OSHA has been using drones with cameras to conduct at least nine inspections of employer facilities in 2018 after it obtained permission from the companies’ management to do so.
Earlier this year, OSHA issued a memo formalizing its use of drones for inspection activities. Because employers must grant the agency permission for it to conduct the flyovers of their facilities, the new practice ends up putting employers in an uncomfortable position, some attorneys note.
OSHA’s use of drones has the potential to expand its violation-finding capabilities during any inspection, they say. Drones allow OSHA a bird’s-eye view of a facility, significantly expanding the areas that can be easily viewed by an inspector.
While most inspections can and should be limited in scope, the fact remains that OSHA can cite employers for any violations it finds that are in plain sight, says Megan Baroni, an attorney with the law firm of Robinson & Cole.
“Employers must consent to the drone use, but the question remains as to how the scope of an investigation might change if an employer refuses,” she points out.
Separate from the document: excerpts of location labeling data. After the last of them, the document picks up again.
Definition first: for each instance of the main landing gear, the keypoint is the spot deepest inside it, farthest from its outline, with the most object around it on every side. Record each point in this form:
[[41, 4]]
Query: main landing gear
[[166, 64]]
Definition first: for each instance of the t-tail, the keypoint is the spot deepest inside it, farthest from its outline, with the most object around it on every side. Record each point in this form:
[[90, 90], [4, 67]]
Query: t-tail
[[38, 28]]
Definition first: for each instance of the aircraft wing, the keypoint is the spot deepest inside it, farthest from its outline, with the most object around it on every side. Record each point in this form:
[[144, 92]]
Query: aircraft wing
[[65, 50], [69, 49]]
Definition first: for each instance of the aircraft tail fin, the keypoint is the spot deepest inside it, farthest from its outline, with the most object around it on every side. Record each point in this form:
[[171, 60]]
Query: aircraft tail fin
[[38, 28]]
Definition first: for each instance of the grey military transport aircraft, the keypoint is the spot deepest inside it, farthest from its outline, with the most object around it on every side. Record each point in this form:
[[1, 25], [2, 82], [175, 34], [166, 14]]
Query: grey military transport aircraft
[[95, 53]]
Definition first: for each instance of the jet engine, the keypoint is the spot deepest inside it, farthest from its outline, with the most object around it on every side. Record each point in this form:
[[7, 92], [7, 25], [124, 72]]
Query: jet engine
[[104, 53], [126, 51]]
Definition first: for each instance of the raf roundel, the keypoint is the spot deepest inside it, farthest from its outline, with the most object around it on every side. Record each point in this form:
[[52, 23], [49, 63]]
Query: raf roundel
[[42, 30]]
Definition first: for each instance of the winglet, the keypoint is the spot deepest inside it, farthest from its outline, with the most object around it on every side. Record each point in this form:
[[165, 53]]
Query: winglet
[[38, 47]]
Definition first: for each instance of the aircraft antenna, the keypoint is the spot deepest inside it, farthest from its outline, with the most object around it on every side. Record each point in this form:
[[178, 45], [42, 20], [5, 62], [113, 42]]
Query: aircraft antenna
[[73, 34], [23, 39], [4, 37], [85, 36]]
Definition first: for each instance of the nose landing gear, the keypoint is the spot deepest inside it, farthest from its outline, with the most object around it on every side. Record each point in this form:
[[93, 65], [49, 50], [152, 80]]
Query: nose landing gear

There is little doubt that this enforcement tool will see increased use in future years and businesses would be prudent to address the use of drones in their OSHA response strategy now, according to John S. Ho, an attorney with the law firm of the Cozen O’Connor.
“Until some of these issues become more fully developed and depending, of course, on the specific facts, drones may present a situation where the employer might consider going against conventional thinking and err on the side of withholding consent,” he suggests.